VowpalWabbit / vowpal_wabbit

Vowpal Wabbit is a machine learning system which pushes the frontier of machine learning with techniques such as online, hashing, allreduce, reductions, learning2search, active, and interactive learning.
https://vowpalwabbit.org
Other
8.49k stars 1.93k forks source link

online learning and prediction with conditional contextual bandit #4154

Closed umuur closed 2 years ago

umuur commented 2 years ago

Describe the bug

Is online learning and getting predictions realtime possible with ccb at this moment? I know it's possible with classic contextual bandit, but couldn't find any resources for ccb for python.

How to reproduce

Version

9.3.0

OS

macOS

Language

Python

Additional context

No response

bassmang commented 2 years ago

Hi @umuur

The issue here is that learn and predict must be called on the entire ccb example, which requires at least as many actions as slots (making ccb slot 1:0:0.5 0,1 | invalid).

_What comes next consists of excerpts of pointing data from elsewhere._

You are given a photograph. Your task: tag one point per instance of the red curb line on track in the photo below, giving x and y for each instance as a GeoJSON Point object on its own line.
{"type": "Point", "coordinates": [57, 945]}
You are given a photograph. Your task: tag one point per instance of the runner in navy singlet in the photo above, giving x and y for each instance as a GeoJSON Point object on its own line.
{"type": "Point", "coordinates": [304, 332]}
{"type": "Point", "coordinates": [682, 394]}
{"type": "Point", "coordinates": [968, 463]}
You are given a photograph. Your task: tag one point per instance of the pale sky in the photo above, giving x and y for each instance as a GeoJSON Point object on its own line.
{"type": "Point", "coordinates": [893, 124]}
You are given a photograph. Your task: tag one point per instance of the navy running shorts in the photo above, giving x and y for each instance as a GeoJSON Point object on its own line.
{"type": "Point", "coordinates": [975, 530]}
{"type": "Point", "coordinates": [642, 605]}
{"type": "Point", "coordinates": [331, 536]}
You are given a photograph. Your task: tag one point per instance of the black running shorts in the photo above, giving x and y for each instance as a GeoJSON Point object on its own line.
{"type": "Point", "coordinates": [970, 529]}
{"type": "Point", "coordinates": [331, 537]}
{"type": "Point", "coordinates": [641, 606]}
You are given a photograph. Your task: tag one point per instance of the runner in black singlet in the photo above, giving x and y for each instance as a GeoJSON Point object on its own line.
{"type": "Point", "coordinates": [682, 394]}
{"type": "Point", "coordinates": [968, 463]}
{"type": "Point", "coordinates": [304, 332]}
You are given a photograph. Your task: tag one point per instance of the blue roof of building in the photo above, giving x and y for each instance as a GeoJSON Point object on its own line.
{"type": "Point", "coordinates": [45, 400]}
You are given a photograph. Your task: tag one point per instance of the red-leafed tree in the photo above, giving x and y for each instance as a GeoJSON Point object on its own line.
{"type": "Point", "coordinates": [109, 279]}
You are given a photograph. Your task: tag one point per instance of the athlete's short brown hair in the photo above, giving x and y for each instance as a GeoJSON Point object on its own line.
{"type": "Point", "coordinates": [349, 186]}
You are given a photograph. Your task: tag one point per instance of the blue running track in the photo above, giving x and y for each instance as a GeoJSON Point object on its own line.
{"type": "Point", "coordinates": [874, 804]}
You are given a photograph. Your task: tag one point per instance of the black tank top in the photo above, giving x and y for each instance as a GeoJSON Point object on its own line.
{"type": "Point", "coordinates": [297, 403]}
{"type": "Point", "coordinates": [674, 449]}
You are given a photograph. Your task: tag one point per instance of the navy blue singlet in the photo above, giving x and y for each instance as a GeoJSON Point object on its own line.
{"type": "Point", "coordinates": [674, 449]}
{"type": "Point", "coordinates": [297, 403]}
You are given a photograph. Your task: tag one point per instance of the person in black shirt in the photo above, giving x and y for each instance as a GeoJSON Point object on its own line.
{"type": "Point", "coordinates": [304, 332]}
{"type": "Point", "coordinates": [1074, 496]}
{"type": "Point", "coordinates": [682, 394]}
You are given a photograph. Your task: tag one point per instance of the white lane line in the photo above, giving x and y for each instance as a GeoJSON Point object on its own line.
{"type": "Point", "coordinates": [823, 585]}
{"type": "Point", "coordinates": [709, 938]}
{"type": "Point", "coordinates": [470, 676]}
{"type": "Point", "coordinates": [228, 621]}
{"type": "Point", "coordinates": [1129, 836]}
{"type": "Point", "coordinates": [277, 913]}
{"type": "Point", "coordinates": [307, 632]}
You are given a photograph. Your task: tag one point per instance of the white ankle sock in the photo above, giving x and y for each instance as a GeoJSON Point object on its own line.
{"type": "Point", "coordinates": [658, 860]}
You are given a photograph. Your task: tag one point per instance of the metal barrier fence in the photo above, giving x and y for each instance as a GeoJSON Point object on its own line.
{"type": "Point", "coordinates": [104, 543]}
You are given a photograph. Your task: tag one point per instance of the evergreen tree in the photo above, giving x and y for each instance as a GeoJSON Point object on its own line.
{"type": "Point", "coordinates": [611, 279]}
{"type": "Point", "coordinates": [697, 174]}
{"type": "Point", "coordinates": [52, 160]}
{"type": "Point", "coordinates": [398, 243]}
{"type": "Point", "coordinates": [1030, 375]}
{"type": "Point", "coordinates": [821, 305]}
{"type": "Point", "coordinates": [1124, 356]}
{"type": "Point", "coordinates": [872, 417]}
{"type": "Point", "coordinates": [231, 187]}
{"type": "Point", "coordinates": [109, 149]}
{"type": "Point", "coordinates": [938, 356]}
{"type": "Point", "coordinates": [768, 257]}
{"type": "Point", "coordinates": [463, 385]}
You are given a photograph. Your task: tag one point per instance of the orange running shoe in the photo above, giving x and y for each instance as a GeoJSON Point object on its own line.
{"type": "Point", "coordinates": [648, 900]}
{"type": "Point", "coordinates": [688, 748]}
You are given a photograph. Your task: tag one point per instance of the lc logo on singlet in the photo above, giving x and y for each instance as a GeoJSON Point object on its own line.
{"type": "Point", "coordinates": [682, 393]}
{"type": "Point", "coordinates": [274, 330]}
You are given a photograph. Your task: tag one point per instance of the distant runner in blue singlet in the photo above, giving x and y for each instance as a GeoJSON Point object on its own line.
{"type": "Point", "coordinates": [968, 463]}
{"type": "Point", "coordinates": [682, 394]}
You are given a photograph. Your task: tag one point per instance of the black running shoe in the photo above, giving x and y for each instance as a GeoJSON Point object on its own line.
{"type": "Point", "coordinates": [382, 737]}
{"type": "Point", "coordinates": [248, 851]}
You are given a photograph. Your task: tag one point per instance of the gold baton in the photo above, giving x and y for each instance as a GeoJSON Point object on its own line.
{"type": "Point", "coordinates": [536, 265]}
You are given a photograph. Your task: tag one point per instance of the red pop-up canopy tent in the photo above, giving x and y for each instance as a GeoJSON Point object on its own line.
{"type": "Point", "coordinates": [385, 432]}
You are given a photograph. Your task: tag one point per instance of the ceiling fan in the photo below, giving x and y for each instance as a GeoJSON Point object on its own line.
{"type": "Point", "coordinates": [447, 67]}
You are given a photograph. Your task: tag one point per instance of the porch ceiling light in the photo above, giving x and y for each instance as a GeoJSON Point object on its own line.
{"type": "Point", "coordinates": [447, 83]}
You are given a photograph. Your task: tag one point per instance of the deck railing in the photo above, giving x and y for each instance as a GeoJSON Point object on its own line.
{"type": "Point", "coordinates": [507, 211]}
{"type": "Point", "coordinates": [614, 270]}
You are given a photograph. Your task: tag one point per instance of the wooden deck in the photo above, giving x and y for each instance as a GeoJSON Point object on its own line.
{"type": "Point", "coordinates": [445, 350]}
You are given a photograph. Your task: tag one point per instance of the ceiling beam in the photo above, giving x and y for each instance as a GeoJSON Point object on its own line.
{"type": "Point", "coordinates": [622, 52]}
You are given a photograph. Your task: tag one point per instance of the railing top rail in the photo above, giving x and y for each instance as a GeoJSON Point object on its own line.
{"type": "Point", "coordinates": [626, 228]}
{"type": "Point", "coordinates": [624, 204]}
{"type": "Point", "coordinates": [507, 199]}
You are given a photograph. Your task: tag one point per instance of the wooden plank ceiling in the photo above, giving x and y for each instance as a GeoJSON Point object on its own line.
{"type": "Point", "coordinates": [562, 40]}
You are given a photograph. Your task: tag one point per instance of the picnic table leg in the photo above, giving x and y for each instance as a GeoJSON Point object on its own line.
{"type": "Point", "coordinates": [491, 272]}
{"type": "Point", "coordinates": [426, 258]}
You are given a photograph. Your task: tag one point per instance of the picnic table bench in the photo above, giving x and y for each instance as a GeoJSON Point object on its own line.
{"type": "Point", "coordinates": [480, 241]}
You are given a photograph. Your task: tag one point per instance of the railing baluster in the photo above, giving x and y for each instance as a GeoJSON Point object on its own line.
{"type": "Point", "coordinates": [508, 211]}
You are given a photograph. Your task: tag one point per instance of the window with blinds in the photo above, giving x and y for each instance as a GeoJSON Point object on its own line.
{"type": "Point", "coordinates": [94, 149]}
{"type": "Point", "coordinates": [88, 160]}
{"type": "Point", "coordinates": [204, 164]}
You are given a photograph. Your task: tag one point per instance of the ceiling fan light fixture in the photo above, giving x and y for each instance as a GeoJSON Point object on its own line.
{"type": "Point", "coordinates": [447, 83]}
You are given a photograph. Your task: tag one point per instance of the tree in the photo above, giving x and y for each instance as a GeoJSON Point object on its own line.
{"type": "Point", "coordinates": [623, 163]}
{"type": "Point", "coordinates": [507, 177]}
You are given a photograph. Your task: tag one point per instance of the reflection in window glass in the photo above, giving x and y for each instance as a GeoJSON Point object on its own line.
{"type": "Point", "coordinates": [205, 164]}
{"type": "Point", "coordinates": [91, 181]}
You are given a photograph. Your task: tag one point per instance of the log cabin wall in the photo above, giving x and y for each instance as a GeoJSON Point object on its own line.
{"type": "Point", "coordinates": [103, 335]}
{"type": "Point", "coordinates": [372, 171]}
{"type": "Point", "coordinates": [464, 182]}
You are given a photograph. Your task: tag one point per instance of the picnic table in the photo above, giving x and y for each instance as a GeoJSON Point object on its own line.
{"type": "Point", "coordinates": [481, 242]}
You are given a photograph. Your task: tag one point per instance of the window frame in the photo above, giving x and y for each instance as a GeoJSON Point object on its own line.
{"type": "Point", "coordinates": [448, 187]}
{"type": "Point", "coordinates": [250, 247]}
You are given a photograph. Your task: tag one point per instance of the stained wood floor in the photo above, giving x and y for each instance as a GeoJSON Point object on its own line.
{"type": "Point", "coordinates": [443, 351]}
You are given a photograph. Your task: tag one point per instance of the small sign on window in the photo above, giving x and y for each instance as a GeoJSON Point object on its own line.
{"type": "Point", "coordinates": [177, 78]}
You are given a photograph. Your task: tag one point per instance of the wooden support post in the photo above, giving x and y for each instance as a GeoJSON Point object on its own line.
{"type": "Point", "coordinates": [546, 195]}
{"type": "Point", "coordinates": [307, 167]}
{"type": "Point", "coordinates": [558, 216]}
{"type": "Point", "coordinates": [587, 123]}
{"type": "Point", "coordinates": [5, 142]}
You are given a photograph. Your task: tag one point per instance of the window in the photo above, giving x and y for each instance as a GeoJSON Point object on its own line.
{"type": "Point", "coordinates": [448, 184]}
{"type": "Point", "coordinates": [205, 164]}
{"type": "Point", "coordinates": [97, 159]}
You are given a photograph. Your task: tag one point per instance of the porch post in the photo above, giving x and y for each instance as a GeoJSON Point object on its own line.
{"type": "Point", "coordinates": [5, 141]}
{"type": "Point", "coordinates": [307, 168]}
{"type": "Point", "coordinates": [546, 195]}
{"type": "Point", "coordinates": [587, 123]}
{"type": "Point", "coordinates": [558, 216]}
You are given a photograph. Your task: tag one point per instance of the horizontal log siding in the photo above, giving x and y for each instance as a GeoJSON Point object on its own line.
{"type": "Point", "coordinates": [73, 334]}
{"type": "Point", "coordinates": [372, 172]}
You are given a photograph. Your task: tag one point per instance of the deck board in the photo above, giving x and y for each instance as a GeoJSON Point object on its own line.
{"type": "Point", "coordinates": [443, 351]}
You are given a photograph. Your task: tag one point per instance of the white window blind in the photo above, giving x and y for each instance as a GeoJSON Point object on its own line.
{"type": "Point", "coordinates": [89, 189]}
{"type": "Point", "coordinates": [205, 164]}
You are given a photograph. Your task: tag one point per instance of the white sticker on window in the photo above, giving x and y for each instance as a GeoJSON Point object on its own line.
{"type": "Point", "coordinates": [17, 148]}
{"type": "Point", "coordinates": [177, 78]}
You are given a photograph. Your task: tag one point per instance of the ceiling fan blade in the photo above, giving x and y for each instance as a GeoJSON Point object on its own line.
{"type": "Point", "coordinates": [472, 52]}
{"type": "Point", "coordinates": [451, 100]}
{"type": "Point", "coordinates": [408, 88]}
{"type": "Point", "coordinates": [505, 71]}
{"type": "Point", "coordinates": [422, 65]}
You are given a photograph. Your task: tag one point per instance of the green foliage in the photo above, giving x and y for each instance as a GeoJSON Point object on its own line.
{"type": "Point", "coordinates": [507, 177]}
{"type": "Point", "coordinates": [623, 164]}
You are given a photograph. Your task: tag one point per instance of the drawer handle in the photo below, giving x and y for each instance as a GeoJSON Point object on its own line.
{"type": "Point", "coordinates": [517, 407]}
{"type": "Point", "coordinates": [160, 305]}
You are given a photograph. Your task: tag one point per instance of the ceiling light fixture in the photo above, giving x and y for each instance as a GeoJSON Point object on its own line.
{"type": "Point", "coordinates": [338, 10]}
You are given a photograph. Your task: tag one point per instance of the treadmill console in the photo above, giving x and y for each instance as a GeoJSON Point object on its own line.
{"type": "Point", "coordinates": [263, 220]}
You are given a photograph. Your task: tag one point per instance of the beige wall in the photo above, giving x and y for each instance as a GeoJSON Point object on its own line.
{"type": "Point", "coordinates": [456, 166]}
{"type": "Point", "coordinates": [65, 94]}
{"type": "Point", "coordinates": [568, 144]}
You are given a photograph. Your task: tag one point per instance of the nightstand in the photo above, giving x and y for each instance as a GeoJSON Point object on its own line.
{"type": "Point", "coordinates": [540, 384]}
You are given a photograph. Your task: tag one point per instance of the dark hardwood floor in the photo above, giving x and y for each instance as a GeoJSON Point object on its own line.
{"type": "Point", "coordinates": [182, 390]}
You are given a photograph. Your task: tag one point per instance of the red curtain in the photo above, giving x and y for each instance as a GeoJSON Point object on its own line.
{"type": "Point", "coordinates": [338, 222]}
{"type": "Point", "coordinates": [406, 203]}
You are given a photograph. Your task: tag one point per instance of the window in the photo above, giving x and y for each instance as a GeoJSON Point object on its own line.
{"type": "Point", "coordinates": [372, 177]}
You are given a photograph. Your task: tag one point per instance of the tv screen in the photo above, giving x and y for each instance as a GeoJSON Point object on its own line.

I would recommend something more like this for your use:

import vowpalwabbit
vw = vowpalwabbit.Workspace("--ccb_explore_adf", quiet=True)

ccb_ex = """
    ccb shared | age feature1
    ccb action |
    ccb action |
    ccb slot 0:1:0.6 0,1 |
    ccb slot 1:0:0.5 0,1 |
    """
vw.learn(ccb_ex)
vw.predict(ccb_ex)

Calling predict here will return: [[(0, 0.5), (1, 0.5)], [(1, 1.0)]] where [(0, 0.5), (1, 0.5)] are the decision scores for the first slot and [(1, 1.0)] are the scores for the second. Let me know if you have any questions.

umuur commented 2 years ago

Hi @bassmang

Thank you! I think I misunderstand the multiline concept before. Now it makes more sense!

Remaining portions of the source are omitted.